Poi c’è il caso italiano. Mario Draghi, presidente del Consiglio molto stimato in ambito internazionale, ha visto frantumarsi la sua maggioranza; l’unico partito di opposizione è il primo nei sondaggi; leghisti e grillini minacciano di far saltare tutto. In questo contesto, le parole di Putin – «in Ucraina abbiamo appena iniziato» – possono suonare come una sinistra smargiassata, ma ci ricordano pure che, se è sempre difficile misurare il consenso di una dittatura, è sempre facile misurare il consenso di una democrazia. E in Occidente la democrazia rappresentativa, nelle sue varianti, non è mai stata così sotto attacco. La pandemia e la guerra possono suonare un richiamo all’ordine; ma il segno del nostro tempo resta la rivolta contro l’establishment, contro le élites, contro il sistema. Al di là delle bizzarrie del personaggio, Johnson aveva tentato proprio questo: incanalare l’ondata populista nell’alveo della politica tradizionale, del partito conservatore, della propria personale fortuna. E finora gli era andata bene. Boris era sindaco di Londra. Ma aveva un rivale, fin dai tempi dell’adolescenza a Eton: David Cameron, allora primo ministro. Quando Cameron rinegoziò il rapporto di Londra con l’Europa e lo sottopose a referendum, Johnson scommise sul no. Vinse la scommessa, sottrasse la vittoria a Nigel Farage – vero antisistema – fece il ministro degli Esteri di Teresa May, divenne premier e stravinse le elezioni del dicembre 2019 con lo slogan «Get Brexit done»: abbiamo voluto la Brexit, ora facciamola. Johnson non è caduto per la gestione della pandemia, né per il protagonismo sull’Ucraina, né tanto meno per le proprie bizzarrie. La vita privata disordinata, i party, i collaboratori sbagliati sono storie che – quando il leader, il partito, il governo sono in salute – scivolano via. Diventano fatali quando le cose vanno male.
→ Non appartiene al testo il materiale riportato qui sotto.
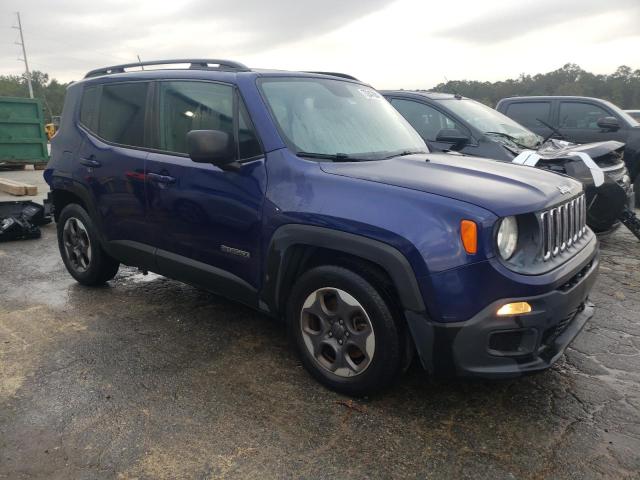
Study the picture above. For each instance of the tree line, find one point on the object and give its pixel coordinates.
(621, 87)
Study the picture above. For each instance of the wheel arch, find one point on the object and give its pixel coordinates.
(294, 249)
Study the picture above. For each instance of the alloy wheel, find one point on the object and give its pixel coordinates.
(77, 244)
(337, 332)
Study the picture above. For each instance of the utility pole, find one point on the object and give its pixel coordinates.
(24, 55)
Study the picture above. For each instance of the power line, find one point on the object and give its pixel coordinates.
(24, 55)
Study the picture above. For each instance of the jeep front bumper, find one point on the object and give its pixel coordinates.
(490, 346)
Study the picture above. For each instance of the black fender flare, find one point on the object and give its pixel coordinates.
(382, 254)
(69, 185)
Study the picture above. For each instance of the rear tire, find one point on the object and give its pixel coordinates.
(344, 331)
(80, 248)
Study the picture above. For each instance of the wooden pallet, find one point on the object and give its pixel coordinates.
(17, 188)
Il declino delle leadership è uno dei segni del nostro tempo. Dove sono le Thatcher e i Blair, i Kohl e le Merkel? A prescindere dagli errori – la poll tax e la guerra in Iraq, i fondi neri della Cdu e la scarsa generosità con gli alleati europei – quelli erano primi ministri, quelli erano cancellieri. Adesso i leader sembrano fungibili, come i segretari del Pd in Italia. Sarkozy rischia la galera, Hollande è ricordato solo per i suoi amori. Difficilmente Scholz aprirà un’era. L’altro ieri toccava a Cameron, ieri a May, ora a Johnson, domani chissà; la regina Elisabetta seppellisce politicamente un altro premier, ma neppure lei è eterna. Resta un dato: il populismo sta riprendendo fiato grazie alla ripresa dell’inflazione, alla corsa dei prezzi del gas, del carburante, del cibo, delle materie prime, all’impoverimento del ceto medio, alla disperazione delle classi popolari. O i governi in carica riescono a fermare la speculazione, senza aumentare le tasse sugli onesti e senza caricare di altro debito le generazioni future, oppure faranno la fine di Johnson. E sui tormentati confini orientali d’Europa si allungherà ancora di più l’ombra di Putin.